Other product managers want to become the best by knowing all of the psychological strategies that can engage the development team. However, few of those product managers know what traits truly make up a top product manager. To help find and define top product managers you need to know what skills to keep an eye out for.
Here are a few of the most surprising traits of top product managers.
1. They aren’t afraid to say “no.”
What comes to mind when you think of the perfect manager? Do you think of a hyper-organized and polite facilitator? Do you think of a product manager that can make anything happen, no matter how lofty a goal may be?
Unfortunately, product managers aren’t magicians or genies. Just because you wish something doesn’t mean they can fulfill that request with no problem and no questions asked.
The best product managers won’t lie to you about what is possible and what is impossible. Even if a client requests a feature, a good product manager may offer another functionality in order to avoid scope creep.
The best product managers have the experience and the courage to say “no,” even when that answer will ruffle a few feathers.
2. They don’t mind cutting features.
You may think that a robust product is the best product. However, time and time again we have seen robust, feature-rich products fail.
The Microsoft Zune is one infamous example. While the Zune MP3 could do much more than the iPod, the user experience was decidedly lackluster. What’s worse: the Zune had a steep learning curve.
Why do feature-rich products fail? Producing them is often costly and time-consuming. In addition, the average user is not going to care about additional features, they will care about the overall user experience.
Product managers know a lot about their target customer. During their market research phase of creating the product plan, they got to know the customer’s likes and dislikes. As such, they are able to cut features without skimping on overall quality.
3. They aren’t keen on rigid expectations.
Top product managers don’t participate in draconian environments and never just say “no” outright. Instead, they are balanced team members that provide much-needed guidance and use communication to come to agreed upon conclusions. There is no room for strict or rigid expectations or communication.
The best product managers know when to allow and when to deny. The same is said for technologies. They don’t expect a rigid set of guidelines for platforms, tools, or off-the-shelf components.
The top product managers know when a tool or piece of software will help growth or slow it down. They don’t mind using the latest technologies to stay ahead of the competition. However, if a product will only confuse or inhibit growth, then it is denied. It is a delicate balance of structure versus flow.
In conclusion, the top product managers operate with a delicate balance of technical and personal skills. They use their presence as a guide to provide greater clarity to the developers and gain their trust as a worthy adviser.

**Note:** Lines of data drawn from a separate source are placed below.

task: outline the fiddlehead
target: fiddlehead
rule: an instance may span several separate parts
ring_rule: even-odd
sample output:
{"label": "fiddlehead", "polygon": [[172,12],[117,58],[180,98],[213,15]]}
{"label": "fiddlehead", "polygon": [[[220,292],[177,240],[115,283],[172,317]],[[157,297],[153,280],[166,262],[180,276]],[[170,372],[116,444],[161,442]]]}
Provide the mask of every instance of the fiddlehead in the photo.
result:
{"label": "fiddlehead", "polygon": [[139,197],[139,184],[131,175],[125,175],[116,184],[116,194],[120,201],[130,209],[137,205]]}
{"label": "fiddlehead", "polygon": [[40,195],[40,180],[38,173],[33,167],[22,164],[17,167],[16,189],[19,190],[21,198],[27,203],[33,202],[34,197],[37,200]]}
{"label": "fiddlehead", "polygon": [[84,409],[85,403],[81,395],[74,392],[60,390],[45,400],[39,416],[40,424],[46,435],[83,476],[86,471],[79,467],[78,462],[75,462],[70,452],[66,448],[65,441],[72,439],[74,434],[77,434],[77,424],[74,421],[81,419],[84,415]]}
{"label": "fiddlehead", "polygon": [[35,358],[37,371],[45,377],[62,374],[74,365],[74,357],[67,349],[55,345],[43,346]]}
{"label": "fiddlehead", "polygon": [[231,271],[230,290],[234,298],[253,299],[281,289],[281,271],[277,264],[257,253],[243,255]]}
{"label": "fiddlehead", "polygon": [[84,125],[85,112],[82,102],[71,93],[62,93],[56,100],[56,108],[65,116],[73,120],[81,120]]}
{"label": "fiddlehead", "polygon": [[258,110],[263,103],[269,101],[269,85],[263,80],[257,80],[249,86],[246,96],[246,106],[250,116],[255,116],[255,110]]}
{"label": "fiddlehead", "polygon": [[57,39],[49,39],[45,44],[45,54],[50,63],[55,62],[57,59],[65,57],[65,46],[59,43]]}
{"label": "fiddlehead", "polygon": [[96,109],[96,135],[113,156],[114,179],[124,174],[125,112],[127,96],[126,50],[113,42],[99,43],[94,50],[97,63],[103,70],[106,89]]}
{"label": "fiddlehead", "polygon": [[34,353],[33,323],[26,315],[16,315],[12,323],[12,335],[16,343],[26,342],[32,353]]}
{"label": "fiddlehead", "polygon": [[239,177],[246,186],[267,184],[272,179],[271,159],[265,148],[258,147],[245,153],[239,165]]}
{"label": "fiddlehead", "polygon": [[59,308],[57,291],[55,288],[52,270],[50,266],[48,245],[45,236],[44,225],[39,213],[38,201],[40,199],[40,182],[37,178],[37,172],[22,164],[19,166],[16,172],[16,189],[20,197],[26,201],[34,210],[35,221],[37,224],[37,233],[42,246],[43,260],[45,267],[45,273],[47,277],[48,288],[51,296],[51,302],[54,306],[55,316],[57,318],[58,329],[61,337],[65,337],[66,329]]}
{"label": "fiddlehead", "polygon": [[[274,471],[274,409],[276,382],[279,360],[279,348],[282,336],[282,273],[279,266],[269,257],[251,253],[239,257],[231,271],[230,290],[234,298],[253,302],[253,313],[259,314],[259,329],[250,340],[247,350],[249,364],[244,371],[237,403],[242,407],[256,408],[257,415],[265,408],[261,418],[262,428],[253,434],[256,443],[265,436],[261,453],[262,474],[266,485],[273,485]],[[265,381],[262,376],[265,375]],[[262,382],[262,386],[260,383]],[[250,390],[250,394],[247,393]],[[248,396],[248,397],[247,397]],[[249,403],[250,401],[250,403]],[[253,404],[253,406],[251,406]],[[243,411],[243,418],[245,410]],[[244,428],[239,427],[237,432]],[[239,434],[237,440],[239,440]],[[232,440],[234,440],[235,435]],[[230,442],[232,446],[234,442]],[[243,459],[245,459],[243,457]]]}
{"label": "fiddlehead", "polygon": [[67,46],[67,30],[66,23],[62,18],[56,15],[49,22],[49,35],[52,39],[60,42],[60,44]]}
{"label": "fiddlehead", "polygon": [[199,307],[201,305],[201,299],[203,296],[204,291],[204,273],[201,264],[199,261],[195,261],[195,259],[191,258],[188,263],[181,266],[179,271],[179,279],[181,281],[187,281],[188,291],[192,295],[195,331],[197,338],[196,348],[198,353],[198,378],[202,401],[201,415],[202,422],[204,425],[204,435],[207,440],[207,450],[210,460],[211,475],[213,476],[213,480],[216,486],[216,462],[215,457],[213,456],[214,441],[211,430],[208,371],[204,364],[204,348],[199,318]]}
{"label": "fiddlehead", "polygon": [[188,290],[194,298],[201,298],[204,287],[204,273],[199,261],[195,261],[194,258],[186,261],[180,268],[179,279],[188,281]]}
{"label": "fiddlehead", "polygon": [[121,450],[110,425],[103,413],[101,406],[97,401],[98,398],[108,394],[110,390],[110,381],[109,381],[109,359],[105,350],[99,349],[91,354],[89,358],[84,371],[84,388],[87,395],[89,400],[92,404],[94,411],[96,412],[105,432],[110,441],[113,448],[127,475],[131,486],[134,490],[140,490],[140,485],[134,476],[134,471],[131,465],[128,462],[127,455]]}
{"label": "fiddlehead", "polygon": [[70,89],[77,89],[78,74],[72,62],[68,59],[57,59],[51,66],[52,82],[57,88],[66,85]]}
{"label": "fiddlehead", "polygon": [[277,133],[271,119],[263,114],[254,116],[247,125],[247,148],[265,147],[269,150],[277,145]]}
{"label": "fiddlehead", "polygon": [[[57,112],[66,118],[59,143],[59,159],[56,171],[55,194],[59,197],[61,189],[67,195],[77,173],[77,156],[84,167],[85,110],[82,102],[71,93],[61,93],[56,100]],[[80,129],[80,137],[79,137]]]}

Top product managers know when it is time to say “no.” Whether it be to the members of the administration or the developers, the top product managers know when to draw a tight line.
However, when needed, they can also act the part of a trusted adviser to the developers. Someone that the developers can come to with ideas and receive a comprehensive “yes” or “no” response. The same for the executive suite. Top product managers can tell the executive suite “no” if their request is out of the scope of the product or outside of the time constraints.
They also stay abreast of the new methods and strategies that are on the cutting edge. Top product managers will keep things flexible with technologies so that developers can find the best way forward.
They operate with an open mind so that they might find the right tool or trick to give their team the advantage. Moreover, they do not keep rigid expectations or guidelines for that very reason. Strict environments are stifling and they are all about flourishing. Top product managers are the best at being human.